Key qualitative features when drawing a line of best fit by eye:
- there should be enough data points to support a relationship
- the line should pass through the point $(\bar{x},\bar{y})$, where $\bar{x}$ is the mean of the $x$-values and $\bar{y}$ is the mean of the $y$-values
- points should be roughly equally distributed on either side of the line
- A good "by eye" line usually does not connect the first and last point.
- Instead, it should represent the middle of the cloud of points and reflect the overall trend.
Using A Line Of Best Fit For Prediction
Once you have a line of best fit, you can make predictions:
- interpolation: predict within the range of the data (generally more reliable)
- extrapolation: predict beyond the data range (generally less reliable)
Extrapolation can be very misleading if the relationship changes outside the observed range, or if the real situation has limits (for example, maximum speed, maximum capacity, costs that cannot go below zero).
Building A Linear Model From Data
When a linear trend is plausible, the model often takes the form $y=mx+c$. In practice you might:
- plot the scatter diagram
- decide whether a linear model is appropriate (form, direction, strength)

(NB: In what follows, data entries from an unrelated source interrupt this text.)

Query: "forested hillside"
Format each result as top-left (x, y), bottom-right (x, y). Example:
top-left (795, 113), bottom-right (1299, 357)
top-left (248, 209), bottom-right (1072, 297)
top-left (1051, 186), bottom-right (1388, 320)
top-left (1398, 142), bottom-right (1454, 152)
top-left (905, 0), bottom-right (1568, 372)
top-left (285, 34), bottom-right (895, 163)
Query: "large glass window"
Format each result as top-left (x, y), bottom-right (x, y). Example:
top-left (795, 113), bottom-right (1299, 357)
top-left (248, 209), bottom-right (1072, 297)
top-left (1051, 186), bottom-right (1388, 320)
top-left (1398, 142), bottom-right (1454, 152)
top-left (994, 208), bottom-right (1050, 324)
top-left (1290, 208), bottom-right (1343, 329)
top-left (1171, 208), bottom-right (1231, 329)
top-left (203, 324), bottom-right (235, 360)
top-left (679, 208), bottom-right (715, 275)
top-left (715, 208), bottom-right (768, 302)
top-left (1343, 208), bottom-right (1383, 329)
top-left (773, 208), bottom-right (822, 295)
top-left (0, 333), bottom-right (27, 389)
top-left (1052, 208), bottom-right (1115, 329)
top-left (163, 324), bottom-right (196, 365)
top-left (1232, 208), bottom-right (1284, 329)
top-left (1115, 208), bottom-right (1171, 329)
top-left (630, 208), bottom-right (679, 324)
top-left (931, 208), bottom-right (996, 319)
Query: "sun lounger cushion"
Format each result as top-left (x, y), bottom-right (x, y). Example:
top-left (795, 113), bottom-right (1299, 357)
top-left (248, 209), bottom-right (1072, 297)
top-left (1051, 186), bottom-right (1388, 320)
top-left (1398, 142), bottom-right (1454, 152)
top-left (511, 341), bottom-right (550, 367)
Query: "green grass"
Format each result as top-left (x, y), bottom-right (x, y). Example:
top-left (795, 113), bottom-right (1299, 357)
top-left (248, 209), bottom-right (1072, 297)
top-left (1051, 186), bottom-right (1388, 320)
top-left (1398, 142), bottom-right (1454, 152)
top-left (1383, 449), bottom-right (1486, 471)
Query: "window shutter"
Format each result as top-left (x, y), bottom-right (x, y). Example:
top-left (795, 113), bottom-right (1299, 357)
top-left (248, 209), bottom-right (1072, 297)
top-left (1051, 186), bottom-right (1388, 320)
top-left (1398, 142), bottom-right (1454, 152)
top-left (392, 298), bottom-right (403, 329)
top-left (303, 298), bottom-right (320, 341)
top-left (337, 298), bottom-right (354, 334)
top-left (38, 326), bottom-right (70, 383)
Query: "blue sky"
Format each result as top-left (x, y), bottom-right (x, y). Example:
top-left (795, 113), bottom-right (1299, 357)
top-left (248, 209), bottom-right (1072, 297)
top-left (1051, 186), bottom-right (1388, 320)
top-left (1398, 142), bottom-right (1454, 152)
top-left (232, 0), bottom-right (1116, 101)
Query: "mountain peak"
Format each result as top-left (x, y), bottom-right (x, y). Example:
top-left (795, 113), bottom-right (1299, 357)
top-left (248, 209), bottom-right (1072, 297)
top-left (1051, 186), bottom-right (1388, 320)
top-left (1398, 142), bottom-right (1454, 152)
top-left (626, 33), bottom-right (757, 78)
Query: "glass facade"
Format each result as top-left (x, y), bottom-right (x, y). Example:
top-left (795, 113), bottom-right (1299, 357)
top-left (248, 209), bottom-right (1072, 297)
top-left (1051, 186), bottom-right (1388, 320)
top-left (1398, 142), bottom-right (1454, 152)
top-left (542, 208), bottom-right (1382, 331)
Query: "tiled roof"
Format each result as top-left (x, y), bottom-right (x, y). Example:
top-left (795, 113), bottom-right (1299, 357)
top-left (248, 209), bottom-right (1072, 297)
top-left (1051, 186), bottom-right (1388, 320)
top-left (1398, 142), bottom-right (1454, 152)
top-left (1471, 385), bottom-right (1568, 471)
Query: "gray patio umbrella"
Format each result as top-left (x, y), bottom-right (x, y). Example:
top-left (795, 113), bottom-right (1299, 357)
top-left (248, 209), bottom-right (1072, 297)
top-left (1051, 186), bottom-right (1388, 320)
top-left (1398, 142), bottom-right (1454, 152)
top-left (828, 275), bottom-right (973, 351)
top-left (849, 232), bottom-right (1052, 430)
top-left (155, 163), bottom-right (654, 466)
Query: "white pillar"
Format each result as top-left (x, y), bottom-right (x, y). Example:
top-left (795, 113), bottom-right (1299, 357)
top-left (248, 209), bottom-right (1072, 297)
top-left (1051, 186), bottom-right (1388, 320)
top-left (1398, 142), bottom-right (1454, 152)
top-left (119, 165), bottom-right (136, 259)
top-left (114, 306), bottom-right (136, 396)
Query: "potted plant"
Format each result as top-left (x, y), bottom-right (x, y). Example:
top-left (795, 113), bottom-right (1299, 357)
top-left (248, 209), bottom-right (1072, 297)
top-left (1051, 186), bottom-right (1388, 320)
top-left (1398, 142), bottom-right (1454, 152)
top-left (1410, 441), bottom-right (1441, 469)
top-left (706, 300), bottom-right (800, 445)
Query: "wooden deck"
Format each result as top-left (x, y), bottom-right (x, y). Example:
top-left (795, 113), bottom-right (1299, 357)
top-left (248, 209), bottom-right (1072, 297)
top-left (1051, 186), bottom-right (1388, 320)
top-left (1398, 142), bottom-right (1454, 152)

- draw a line of best fit and select two clear points on the line (not necessarily data points)
- calculate $m$ using $m=\dfrac{\Delta y}{\Delta x}$
- substitute one point into $y=mx+c$ to find $c$
- interpret $m$ and $c$ in context
- use the model carefully for prediction
- Suppose a line of best fit passes through $(2, 7)$ and $(8, 19)$.
- Gradient: $$m=\frac{19-7}{8-2}=\frac{12}{6}=2$$
- Use $(2,7)$ to find $c$: $$7=2(2)+c \Rightarrow c=3$$
- Model: $y=2x+3$.
- Interpretation: $y$ increases by 2 units for every 1 unit increase in $x$, and when $x=0$, $y$ is about 3.
Validating And Interpreting A Model Matters As Much As Solving It
In modelling you should always ask:
- Does a linear model make sense for this situation (constant rate of change)?
- Are there outliers, and do they have an explanation?
- Is prediction being made within the data range?
- Are the units and variable meanings consistent?
- Does the mathematical solution match what is possible in real life?
- In $y=-3x+12$, what do $-3$ and $12$ mean on a graph?
- Two lines have the same gradient but different intercepts. How many solutions does the system have?
- A scatter plot shows a weak relationship. Should you rely on a line of best fit for prediction? Explain briefly.
Modelling Connects Representation, Logic, And Decision-Making
- Linear modelling combines representation (graphs, equations, tables), logic (equivalence transformations that preserve solutions), and interpretation (explaining what results mean).
- A well-chosen linear model can support better decisions, but only if it is checked against reality and used within its limitations.
Consider the following case:
- A company uses a linear model to predict monthly electricity cost from production hours.
- The model works well during normal operation, but fails during peak seasons when overtime rates and extra cooling systems increase costs faster than expected.
- This highlights a common modelling lesson: a relationship can be approximately linear only within certain conditions.